The source of potassium in April and May 2005 was explored. Cation exchange was evaluated as a possible process for the changes in K concentration. The exchange capacity of the soil was determined at depths of 10 and 30 cm using the equation of Breeuwsma (Amini et al., 2005) where cation exchange capacity (cmolC/kg) = 0.32 (%clay) + 3.1 (1.72 x %carbon). The clay and organic carbon content of the sediments was determined from cores described in a previous study (Báez-Cazull et al., 2007). At 10 cm the clay content was less (2.8%) than at 30 cm (3.9%) but the organic carbon content was higher at 10 cm (2.7%) than at 30 cm (0.3%). The exchange capacity at depths of 10 and 30 cm was determined using PHREEQC-2 (Parkhurst, 1995) with the solution at these depths for April and May 2005. The results indicate that the soil K exchange composition is 2.1 x 10–3 moles at 10 cm for April 2005 and 2.6 x 10–3 moles in May 2005. At 30 cm, the exchange composition is 1.8 x 10–4 moles and 4.2 x 10–4 moles for April and May 2005, respectively. This indicates that in the upper sediments, K will have a greater affinity to the particles than in the deeper sediments due to higher concentrations in the upper sediments. However, cation exchange capacity could not be a major control because K exchange capacity was lower than for other cations that were found throughout the sediment profile, such as Ca, Mg, Na, and NH4+, and high concentrations of these cations are often found in the system. This suggests that another process is controlling the K cycle to explain the shifts in concentrations in the sediments. In the first PCA (see Fig. 6) it was noted that the anaerobic respiration factor (F2) mimicked the mineral dissolution factor (F3), suggesting that mineral dissolution is linked to anaerobic respiration.

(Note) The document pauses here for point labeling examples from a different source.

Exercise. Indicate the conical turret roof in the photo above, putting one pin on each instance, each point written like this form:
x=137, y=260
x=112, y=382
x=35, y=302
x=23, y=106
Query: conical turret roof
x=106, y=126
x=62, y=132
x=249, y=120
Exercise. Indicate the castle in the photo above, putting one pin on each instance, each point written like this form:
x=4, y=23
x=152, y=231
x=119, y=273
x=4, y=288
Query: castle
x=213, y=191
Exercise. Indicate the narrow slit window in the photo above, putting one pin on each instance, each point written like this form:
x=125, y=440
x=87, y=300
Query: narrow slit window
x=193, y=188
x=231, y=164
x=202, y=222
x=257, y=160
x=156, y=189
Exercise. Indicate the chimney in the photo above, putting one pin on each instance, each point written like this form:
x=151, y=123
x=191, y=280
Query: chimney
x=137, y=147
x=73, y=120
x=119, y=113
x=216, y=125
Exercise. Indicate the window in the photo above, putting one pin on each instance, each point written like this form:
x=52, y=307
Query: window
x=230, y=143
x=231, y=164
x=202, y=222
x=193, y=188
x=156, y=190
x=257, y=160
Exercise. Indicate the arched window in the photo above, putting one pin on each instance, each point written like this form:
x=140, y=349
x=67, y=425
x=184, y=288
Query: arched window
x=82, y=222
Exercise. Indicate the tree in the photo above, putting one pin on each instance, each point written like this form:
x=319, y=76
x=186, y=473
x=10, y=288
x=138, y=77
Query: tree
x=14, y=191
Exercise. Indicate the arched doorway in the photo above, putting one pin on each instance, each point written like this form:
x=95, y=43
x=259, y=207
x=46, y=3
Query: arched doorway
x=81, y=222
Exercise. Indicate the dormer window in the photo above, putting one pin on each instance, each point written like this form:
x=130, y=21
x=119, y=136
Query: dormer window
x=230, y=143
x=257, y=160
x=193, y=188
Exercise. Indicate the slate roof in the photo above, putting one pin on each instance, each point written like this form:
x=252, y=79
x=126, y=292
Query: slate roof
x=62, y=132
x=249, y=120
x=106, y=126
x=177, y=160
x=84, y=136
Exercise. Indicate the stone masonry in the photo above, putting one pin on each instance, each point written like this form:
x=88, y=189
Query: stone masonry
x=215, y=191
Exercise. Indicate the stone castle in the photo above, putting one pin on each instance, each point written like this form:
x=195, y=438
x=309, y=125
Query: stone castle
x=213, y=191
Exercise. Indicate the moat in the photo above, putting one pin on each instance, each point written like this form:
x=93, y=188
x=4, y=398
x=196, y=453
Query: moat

The second factor, Factor II (FII), includes high negative factor loadings for acetate, sulfide, and propionate (Table 3) and explains 16% of the variability. These associations suggest that the underlying processes controlling this factor are fermentation and sulfate reduction. In the first PCA (including May 2003 data) the factor interpreted as fermentation was the first factor, F1 (explaining 28% of the variability). However, the strength of the signal in the May 2003 dataset obscures the importance of this process in time and space, as well as the relationship between fermentation and sulfate reduction. Once the May 2003 data were removed, it became evident that fermentation and sulfate reduction were dominant in May 2005 in the first 9 cm and at the transition zone at 21 to 39 cm. It is also observed in April 2005 at 40 to 60 cm and in March 2004 in the transition zone (21 to 39 cm) but not in September 2005.
The third factor, Factor III (FIII), with a variability of 13%, includes sulfate and magnesium with high negative loadings and was interpreted as an indication of oxidation. This factor was dominant in September 2005 in the first 20 cm, just as in F4 in the first PCA.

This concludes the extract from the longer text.